Durante décadas, la vía conocida como El Trampolín de la Muerte ha sido considerada una de las carreteras más peligrosas de Colombia debido a sus estrechos caminos, pronunciados precipicios y complejas condiciones geográficas. Sin embargo, una nueva visión busca cambiar la imagen de este emblemático corredor para convertirlo en un espacio dedicado a la conservación ambiental y al turismo sostenible.
Ubicada entre los departamentos de Nariño y Putumayo, esta histórica carretera atraviesa paisajes de extraordinaria riqueza natural, incluyendo bosques andinos, zonas de páramo y ecosistemas que albergan una gran diversidad de flora y fauna. Gracias a estas características, diferentes iniciativas promueven su reconocimiento como un santuario natural que destaque la importancia ecológica de la región.

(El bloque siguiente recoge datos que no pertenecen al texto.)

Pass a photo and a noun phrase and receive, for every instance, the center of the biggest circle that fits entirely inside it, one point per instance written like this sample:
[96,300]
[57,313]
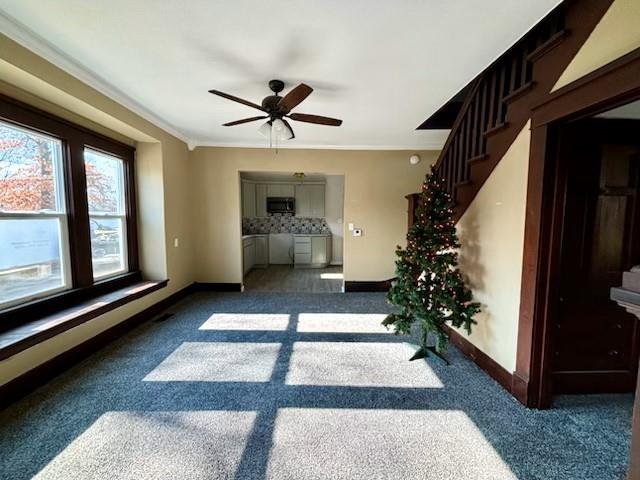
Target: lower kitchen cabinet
[255,253]
[312,251]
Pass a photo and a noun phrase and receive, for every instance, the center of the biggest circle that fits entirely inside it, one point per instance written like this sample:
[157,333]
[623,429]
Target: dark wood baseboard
[481,359]
[380,286]
[38,376]
[216,287]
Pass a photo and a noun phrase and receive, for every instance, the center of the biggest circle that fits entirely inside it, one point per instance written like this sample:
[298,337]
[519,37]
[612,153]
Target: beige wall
[617,34]
[375,185]
[492,235]
[334,214]
[162,176]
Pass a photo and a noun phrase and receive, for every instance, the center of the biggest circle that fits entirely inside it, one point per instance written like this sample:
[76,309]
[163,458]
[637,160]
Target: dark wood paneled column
[628,297]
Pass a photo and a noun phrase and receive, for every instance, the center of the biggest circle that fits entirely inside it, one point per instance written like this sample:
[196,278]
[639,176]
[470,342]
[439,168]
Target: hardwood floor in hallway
[287,279]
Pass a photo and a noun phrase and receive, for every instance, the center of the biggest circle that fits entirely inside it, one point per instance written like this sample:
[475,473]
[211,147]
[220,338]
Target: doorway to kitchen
[292,232]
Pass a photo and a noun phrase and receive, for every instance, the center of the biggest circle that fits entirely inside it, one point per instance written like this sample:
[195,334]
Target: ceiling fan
[278,109]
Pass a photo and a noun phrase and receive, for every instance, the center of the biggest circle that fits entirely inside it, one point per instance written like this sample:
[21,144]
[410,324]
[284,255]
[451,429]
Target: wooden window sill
[27,335]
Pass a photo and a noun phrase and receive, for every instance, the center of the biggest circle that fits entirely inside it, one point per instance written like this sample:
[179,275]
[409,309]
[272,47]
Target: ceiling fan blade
[244,120]
[294,97]
[289,126]
[303,117]
[236,99]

El proyecto pretende impulsar actividades de ecoturismo, senderismo y observación de aves, aprovechando el potencial ambiental del territorio sin afectar sus recursos naturales. La propuesta también busca generar nuevas oportunidades económicas para las comunidades locales mediante un modelo basado en la sostenibilidad y la protección del patrimonio natural.
Habitantes y líderes de la zona consideran que la transformación de la vía puede contribuir a cambiar la percepción que durante años la ha asociado únicamente con el riesgo y la dificultad de tránsito. La intención es que los visitantes descubran la riqueza paisajística y cultural que rodea este corredor montañoso.
Además de su importancia ambiental, El Trampolín de la Muerte posee un profundo valor histórico, ya que durante décadas fue una de las principales conexiones entre el sur del país y la región amazónica. Hoy, mientras continúan los esfuerzos para mejorar la infraestructura y la seguridad vial, crece también el interés por posicionar este territorio como un referente nacional de turismo de naturaleza.
La iniciativa representa una apuesta por la conservación de los ecosistemas y el desarrollo regional, demostrando que un lugar conocido por sus desafíos geográficos también puede convertirse en un símbolo de protección ambiental y de oportunidades para las comunidades que habitan en sus alrededores.